Dr. Levine: We are talking about reverse shoulder and I am against a guy who is brilliant, erudite and Past President of the American Shoulder and Elbow Society (ASES).

He runs an institute for crying out loud, so it’s really hard to go against that.

AND he is friends with legendary Harvard Professor Michael Porter which he’ll tell you about, I’m sure, throughout his talk.

I’m just a simple guy from Fargo, North Dakota. I was born in 1964—which was the same year Supreme Court Justice Potter Stewart said about pornography; “I know it when I see it”. I feel the same way about value.

Point number 1: we are operating on way too many proximal humeral fractures and I think all of us need to recognize that.

Vani Sabesan from Michigan did a registry review looking at 550,000 patients from 2004-2014 (Aging Clin Exp Res, 2017). The ORIF prevalence in that 10-year period is going through the roof and the reverse shoulder is starting to come close to hemiarthroplasty for four-part fractures. They extrapolated their data out to 2032 and pretty much everybody in the room is going to get a plate and lots of us are going to have reverses on the current trend.
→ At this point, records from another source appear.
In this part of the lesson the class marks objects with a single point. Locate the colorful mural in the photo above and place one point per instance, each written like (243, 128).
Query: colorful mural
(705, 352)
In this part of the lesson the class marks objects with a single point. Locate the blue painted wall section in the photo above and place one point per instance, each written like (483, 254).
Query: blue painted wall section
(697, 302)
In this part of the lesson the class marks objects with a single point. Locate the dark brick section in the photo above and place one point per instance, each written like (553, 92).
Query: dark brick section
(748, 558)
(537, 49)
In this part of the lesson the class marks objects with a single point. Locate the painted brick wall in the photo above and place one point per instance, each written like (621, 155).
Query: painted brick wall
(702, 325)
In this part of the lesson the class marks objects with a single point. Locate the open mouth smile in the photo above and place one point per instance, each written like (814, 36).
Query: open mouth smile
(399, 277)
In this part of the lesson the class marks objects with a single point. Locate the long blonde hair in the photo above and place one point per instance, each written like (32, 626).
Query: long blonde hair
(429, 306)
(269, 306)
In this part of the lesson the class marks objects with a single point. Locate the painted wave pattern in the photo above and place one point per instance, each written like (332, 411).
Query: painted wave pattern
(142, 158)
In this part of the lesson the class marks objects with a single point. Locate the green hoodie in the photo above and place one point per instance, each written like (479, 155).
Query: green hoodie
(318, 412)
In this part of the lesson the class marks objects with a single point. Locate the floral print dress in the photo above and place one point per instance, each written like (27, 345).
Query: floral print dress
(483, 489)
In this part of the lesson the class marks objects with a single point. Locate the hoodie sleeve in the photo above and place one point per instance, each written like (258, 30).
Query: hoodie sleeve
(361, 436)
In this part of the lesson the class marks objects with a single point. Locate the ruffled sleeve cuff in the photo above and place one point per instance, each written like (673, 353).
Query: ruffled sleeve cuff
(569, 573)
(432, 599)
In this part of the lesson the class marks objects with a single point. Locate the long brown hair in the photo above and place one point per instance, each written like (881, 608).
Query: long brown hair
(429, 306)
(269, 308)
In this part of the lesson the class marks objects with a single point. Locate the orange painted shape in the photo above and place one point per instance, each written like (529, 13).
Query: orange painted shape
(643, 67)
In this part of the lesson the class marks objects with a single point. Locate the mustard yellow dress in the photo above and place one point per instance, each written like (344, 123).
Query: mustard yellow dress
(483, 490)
So why would you use a reverse total shoulder arthroplasty? It’s more expensive. It leads to more functional restrictions for this active 70-year-old patient. And there are more long-term durability concerns than other options.

Why not use a hemiarthroplasty? It’s less expensive, there are no restrictions in function and it leads reliably to pain relief.

Here is a real problem JP is going to have to defend. His good friend Rich Hawkins from South Carolina recently published a paper with JT Tokish showing that reverse isn’t even better than doing nothing in their small cohort (JSES, 2016). I am wondering what JP is going to say to us in a few minutes.

Point number 2: comparing hemiarthroplasty to reverse. We have poor studies of a retrospective nature, very small numbers.

If we look at what is available there is a study back in 2009 (Gallinet, Orthop Trauma) that showed better forward elevation and better abduction with reverse but, not surprisingly, better rotation because of tuberosity healing with hemiarthroplasty. Their DASH scores or patient reported outcomes were identical.

Here is the real concern reported in this paper: 3 patients had tuberosity failure which we know leads to catastrophic failure for hemiarthroplasty (n=21). But 15 of this very small cohort of reverse patients (n=19) had scapular notching, which initially we thought wasn’t a big deal, but now following the French 30-year history with reverse, we know is a big deal and does lead to clinical failures.

A systematic review by my former fellow, John Bell (JSES, 2013), showed improved forward flexion and functional outcomes with reverse as well as equal complications. And our Canadian colleagues showed in a cost utility model using Canadian data, very clear to point out, not American data, found a reverse was more cost effective than a hemiarthroplasty (Osterhoff, Value in Health, 2017).